Provisions of section 120 of the Income Tax Ordinance, 1984 read with section 163(3)(f)
and(g) of the same Ordinance lead us to irresistible conclusion that audit report prepared by
the Local Audit Office of the CAG is one of the factors that enables the Inspecting Joint
Commissioner to determine whether any order of Deputy Commissioner of Taxes is
erroneous or not. The audit report better equips the Inspecting Joint Commissioner to apply
his discretion to detect errors committed by Deputy Commissioner of Taxes. Therefore, the
allegation that the auditors of the CAG have acted like supervisory officers of concerned
assessing officer is devoid of any substance.
16. It has been further held in National Board of Revenue vs. Singer Bangladesh and
others (supra) that-
“If the Audit Department finds any irregularity in the process of collection of
revenue through cheques, chalans on comparison with other documents and
relevant laws, it may ask the Revenue Department to furnish the documents
for satisfying itself as to whether the realisation of VAT, Tax etc. is in
accordance with law. Therefore, VAT authority has power to issue notice
upon any person or organization in any form if it finds that there is evasion of
VAT under section 55(1) of the Ain of 1991.”
17. The above decision of this Division squarely applies to the case in hand also.

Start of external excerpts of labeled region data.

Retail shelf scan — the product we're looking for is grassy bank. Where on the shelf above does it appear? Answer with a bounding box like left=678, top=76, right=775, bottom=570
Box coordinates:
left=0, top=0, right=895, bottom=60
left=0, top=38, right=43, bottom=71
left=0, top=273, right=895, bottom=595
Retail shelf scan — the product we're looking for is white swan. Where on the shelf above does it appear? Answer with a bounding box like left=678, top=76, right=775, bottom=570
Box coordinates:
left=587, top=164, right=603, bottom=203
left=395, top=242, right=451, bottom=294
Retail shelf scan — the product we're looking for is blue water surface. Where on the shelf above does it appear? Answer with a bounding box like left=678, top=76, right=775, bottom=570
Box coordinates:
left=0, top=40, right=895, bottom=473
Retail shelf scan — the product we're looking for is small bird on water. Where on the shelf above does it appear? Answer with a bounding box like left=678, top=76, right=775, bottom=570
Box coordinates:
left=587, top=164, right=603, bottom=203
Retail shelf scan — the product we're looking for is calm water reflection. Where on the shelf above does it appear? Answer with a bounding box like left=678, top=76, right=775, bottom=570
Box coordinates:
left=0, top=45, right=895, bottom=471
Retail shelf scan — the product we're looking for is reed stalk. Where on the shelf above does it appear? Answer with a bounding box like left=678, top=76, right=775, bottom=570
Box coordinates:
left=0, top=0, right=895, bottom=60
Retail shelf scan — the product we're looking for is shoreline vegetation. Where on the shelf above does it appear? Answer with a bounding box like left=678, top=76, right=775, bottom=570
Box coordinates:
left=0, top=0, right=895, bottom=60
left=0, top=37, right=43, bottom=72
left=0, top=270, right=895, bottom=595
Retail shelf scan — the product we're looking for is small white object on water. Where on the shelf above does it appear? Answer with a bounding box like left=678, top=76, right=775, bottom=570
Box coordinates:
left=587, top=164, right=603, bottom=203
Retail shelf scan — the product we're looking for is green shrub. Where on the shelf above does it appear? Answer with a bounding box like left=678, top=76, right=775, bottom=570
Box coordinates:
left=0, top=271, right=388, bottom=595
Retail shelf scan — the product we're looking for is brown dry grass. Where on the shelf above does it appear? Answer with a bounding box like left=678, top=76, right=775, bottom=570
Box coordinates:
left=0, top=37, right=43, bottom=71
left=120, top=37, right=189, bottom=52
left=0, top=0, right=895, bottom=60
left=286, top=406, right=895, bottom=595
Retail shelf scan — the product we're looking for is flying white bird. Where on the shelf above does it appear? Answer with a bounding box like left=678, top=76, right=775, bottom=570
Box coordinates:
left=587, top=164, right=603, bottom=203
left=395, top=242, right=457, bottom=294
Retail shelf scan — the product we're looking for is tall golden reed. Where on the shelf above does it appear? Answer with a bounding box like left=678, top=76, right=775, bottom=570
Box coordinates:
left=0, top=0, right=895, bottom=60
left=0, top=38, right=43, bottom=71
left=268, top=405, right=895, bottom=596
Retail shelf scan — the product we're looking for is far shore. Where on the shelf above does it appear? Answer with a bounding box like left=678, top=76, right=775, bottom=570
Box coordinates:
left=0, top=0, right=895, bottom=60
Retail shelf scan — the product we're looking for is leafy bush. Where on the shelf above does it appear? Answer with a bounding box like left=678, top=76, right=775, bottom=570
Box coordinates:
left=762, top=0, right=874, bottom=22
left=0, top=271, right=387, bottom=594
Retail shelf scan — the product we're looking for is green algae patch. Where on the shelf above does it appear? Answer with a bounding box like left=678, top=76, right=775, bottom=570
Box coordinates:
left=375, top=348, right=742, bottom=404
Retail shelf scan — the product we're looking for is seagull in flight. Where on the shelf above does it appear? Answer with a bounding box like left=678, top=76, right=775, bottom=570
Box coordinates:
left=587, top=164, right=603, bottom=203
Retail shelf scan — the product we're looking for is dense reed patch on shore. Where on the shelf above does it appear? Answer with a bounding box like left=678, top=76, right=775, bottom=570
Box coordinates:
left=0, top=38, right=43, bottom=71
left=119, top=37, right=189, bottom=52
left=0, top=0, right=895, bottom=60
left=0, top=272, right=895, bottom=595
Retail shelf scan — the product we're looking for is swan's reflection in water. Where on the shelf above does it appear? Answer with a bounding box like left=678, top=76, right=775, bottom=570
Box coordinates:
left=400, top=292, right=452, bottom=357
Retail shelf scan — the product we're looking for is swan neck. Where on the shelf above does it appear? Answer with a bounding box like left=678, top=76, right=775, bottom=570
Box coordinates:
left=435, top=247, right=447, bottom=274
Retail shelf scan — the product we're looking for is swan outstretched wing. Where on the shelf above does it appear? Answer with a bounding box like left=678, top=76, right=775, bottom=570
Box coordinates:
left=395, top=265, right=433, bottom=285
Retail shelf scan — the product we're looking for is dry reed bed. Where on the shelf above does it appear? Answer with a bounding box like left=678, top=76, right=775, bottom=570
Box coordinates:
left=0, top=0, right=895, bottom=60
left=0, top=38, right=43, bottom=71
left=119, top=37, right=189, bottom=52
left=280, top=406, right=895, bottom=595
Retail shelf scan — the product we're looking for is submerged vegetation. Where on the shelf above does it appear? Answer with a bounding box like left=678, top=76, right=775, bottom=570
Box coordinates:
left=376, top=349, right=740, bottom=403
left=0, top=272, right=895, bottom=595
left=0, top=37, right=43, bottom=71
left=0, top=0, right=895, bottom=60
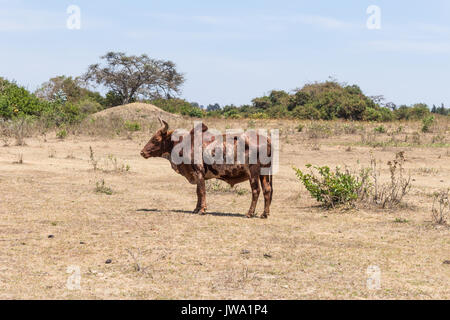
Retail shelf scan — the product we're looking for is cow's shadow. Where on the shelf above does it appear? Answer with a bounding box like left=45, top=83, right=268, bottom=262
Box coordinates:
left=136, top=209, right=246, bottom=218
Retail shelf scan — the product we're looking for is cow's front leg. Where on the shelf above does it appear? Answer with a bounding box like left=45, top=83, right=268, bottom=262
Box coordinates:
left=194, top=175, right=206, bottom=214
left=247, top=174, right=260, bottom=218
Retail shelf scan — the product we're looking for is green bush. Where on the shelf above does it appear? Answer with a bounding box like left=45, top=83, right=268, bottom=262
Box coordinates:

18. In S. Subramaniam Balaji vs. State of Tamil Nadu and Ors, (2013) 9 SCC 659, the
Supreme Court of India held that the CAG is the constitutional functionary appointed under
Article 148 of the Constitution and its main role is to audit the income and expenditure of the
Government, government bodies and State run corporations. But in Association of Unified
Tele Services Providers and Ors vs. Union of India, (2014) 6 SCC 110, question arose as to
whether CAG has power and authority to audit the accounts of private telecom licensees
because of the fact that licence fee payable under the licence agreement has to be credited
into the Consolidated Fund of India in the form of receipts. The Supreme Court of India
analysing pertinent constitutional and legislative provisions and case laws ((2013) 9 SCC
659, (2013) 1 SCC 393 and (2013) 7 SCC 1) came to the conclusion that unless the
underlying records which are in the exclusive custody of the service providers are examined
by CAG it would not be possible to ascertain whether the Union of India, as per the
agreement, has received its full and complete share of Revenue, by way of license fee and
spectrum charges. The Supreme Court further opined that CAG in that process, is not actually
auditing the accounts of the UAS service providers as such, but examining all the receipts to
ascertain whether the Union is getting its due share by way of license fee and spectrum
charges, which it is legitimately entitled to, by way of Revenue Sharing.
19. The above decision implies that wherever income and expenditure of public money is
involved, the CAG has power and authority to conduct audit to ascertain the propriety,
legality and validity of it.
20. In view of our decision as referred to above and the provisions of section 163(3)(f)
and (g)of the Income Tax Ordinance,1984, we are of the view that the High Court Division
was not correct to hold that the proceedings as initiated vide impugned notice under section
120 of the Income Tax Ordinance, 1984 and actions taken pursuant to that notice suffer from
lack of jurisdiction.
21. Since both the parties are present in this civil petition and have argued at length
before us, we are not inclined to grant leave which will cause delay in disposal of the matter.
22. Accordingly, this civil petition for leave to appeal is disposed of and the impugned
judgment and order dated 10.03.2016 passed by the High Court Division in Writ Petition
No.5151 of 2015 is hereby set aside.